US government shutdown: Why the Trump administration caved in

Trump (above) still threatened a new shutdown, or a state of emergency, if there is no breakthrough in negotiations. PHOTO: AFP

The US federal government reopened on Friday (Jan 25) after President Donald Trump brought a temporary end to the longest government shutdown in US history.

The three-week spending deal reached with congressional leaders paves the way for tough talks with lawmakers about how to address security along the US-Mexican border.

The Senate and House of Representatives both passed the deal by unanimous consent on Friday. The White House later confirmed that Mr Trump had signed it into law.

But while Mr Trump climbed down in agreeing to reopen government without first getting US$5.7 billion (S$7.7 billion) in border wall funds, he still threatened to renew hostilities with a new shutdown, or a state of emergency, if there is no breakthrough in the negotiations.

Here's a look at why the president caved in:


Some air traffic controllers and screening officers who had been working without pay since the start of the shutdown did not report for duty, triggering significant flight delays across north-eastern United States on Friday (Jan 25).

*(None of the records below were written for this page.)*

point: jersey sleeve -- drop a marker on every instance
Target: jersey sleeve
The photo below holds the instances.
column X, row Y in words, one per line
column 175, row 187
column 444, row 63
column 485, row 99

Wider concerns about travel were also affecting bookings.


The shutdown caused a backlog of millions of documents and unanswered calls ahead of the US tax filing season which starts tomorrow.

The Trump administration may have ordered 46,000 Internal Revenue Service employees back to work, without pay, earlier this month, but not everyone complied.

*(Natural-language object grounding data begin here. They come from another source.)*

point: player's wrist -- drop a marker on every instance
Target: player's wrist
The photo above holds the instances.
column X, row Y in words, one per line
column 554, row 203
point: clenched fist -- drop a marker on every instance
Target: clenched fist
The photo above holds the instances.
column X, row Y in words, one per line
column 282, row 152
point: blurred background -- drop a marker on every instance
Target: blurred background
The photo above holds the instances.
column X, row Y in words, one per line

A New York Times report on Friday said less than half of those recalled to process tax refunds and take calls showed up for work.

As a result, five million written correspondences had gone unanswered and only 18 per cent of calls had reached a representative, the report added.

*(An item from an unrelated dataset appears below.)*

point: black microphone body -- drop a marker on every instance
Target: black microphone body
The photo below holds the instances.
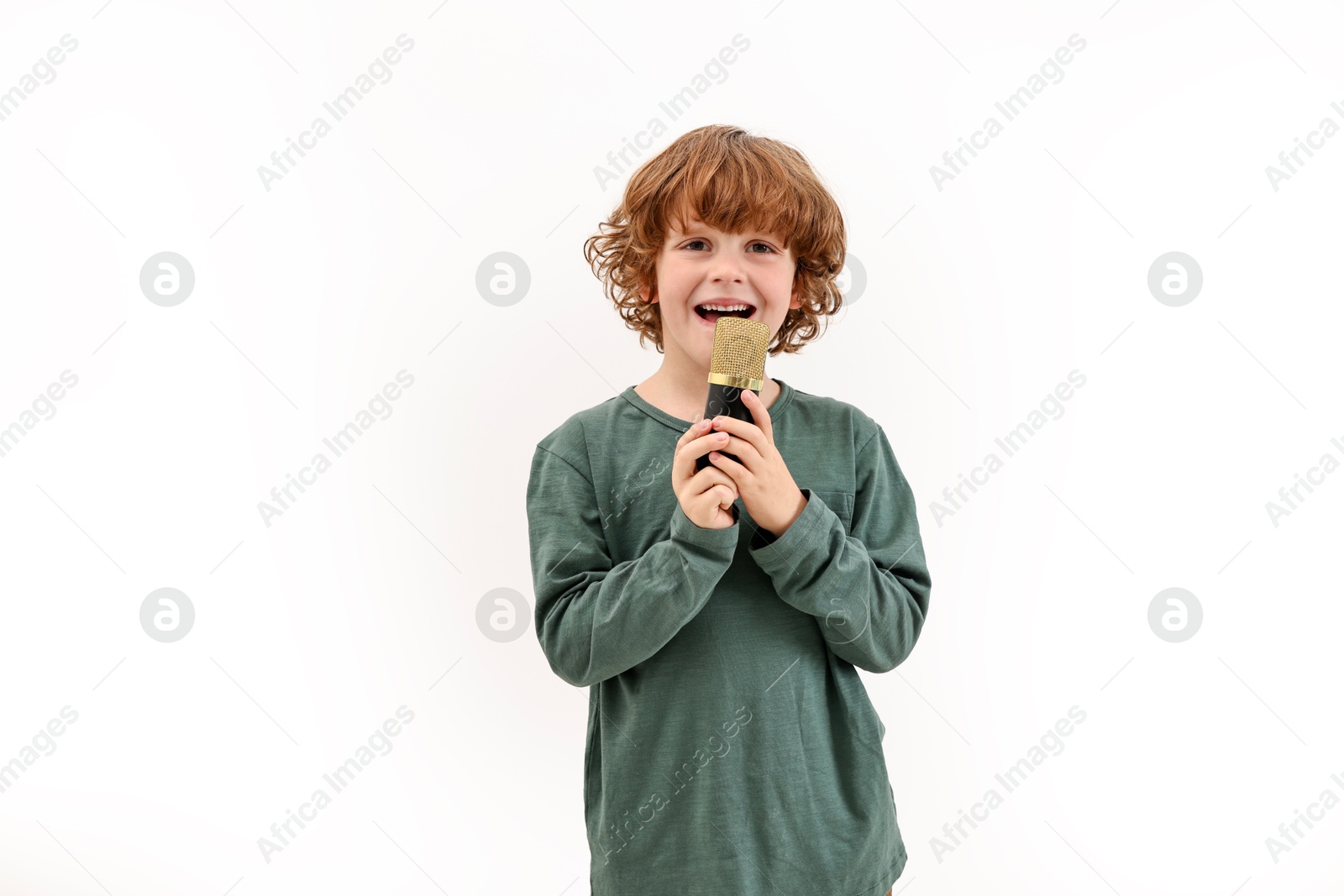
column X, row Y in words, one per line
column 725, row 401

In the Washington area, an estimated one in six workers had been affected.

The shutdown was also affecting economic growth in a region that grew 2.1 per cent in 2017, more than the 1.1 per cent growth it saw in 2016.


The impasse halted the release and publication of necessary economic indicators and statistics including wholesale inventories, trade balance and new home sales.

These could have an impact on markets and how the Federal Reserve will move interest rates.


No permits, no approvals, no listings on the stock exchange. Businesses were in limbo. Contractors that supply services to affected agencies were also losing money.

The federal court system warned it would exhaust funding this month. Food subsides for low-income families were expected to run out by next month.

An analysis by ratings agency Standard & Poor's indicated that the US economy lost at least US$6 billion (S$8.12 billion) in the five weeks the government was partly shuttered - more than the US$5.7 billion Mr Trump had requested for the wall.